Der BGH stellt in Abkehr von seiner bisherigen Rechtsprechung dar, dass der Auskunftsanspruch auch über diese Schenkungen im Rahmen des § 2325 BGB besteht. Dazu stellt der BGH sowohl auf den Wortlaut als auch die Entstehungsgeschichte der Vorschrift ab. Es ist auch der Sinn und Zweck des Pflichteilsrechts maßgebend, wonach die Mindestteilhabe naher Angehöriger am Vermögen des Erblassers sichergestellt werden soll. Dafür kommt es nicht darauf an, ob der im Erbfall Pflichtteilsberechtigte bereits zum Zeitpunkt der Schenkung pflichtteilsberechtigt war oder nicht (so bisher BGH NJW 1997, 2676; BGH ZEV 1997, 373). § 2325 Abs. 1 BGB setzt also nicht voraus, dass die Pflichtteilsberechtigung bereits zum Zeitpunkt der Schenkung (hier: vor der Geburt der beiden Enkel) bestand. 

Diese bisherige Auffassung führt nach Ansicht des BGH zu einer mit dem Gleichheitsgrundsatz des Art. 3 I GG nicht zu vereinbarenden Ungleichbehandlung von Kindern des Erblassers; sie macht das Bestehen eines Pflicht-teilsergänzungsanspruchs nur von dem zufälligen Umstand abhängig, ob die Abkömmlinge vor oder erst nach der Schenkung geboren werden. 

Praxishinweis: 

Der BGH gibt die jahrzehntealte „Theorie der Doppelberechtigung“ auf, die bisher im Pflichtteilsergänzungsrecht maßgeblich, von der Literatur jedoch angegriffen worden war. In der Tat war es lediglich dem Zufall geschuldet, ob ein Pflichtteilsergänzungsanspruch deshalb bestand (oder nicht), zu welchem nachrückende Abkömmlinge des Erblassers geboren waren.
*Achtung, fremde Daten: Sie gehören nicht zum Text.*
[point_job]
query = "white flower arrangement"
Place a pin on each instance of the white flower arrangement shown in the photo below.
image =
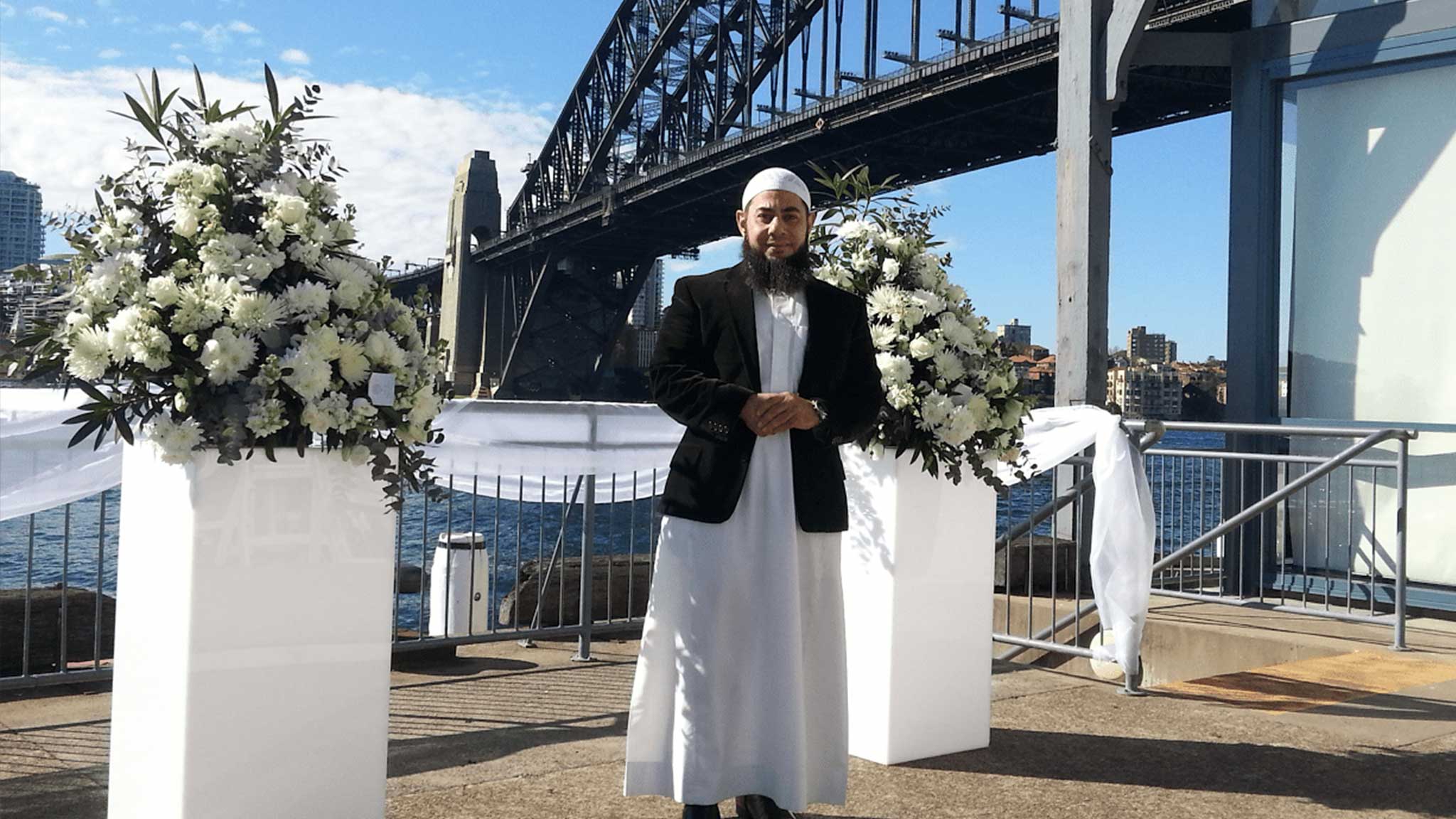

Diese Zufallsabhängigkeit wird nunmehr beseitigt. 
Die Praxis wird sich künftig darauf einstellen müssen, dass im Rahmen des Pflichtteilsanspruchs das Nachlassverzeichnis nach § 2314 I BGB vom Erben entsprechend umfangreicher erstellt werden muss, wobei selbstverständlich auch höhere Zahlungspflichten des Pflichtteilsschuldners drohen.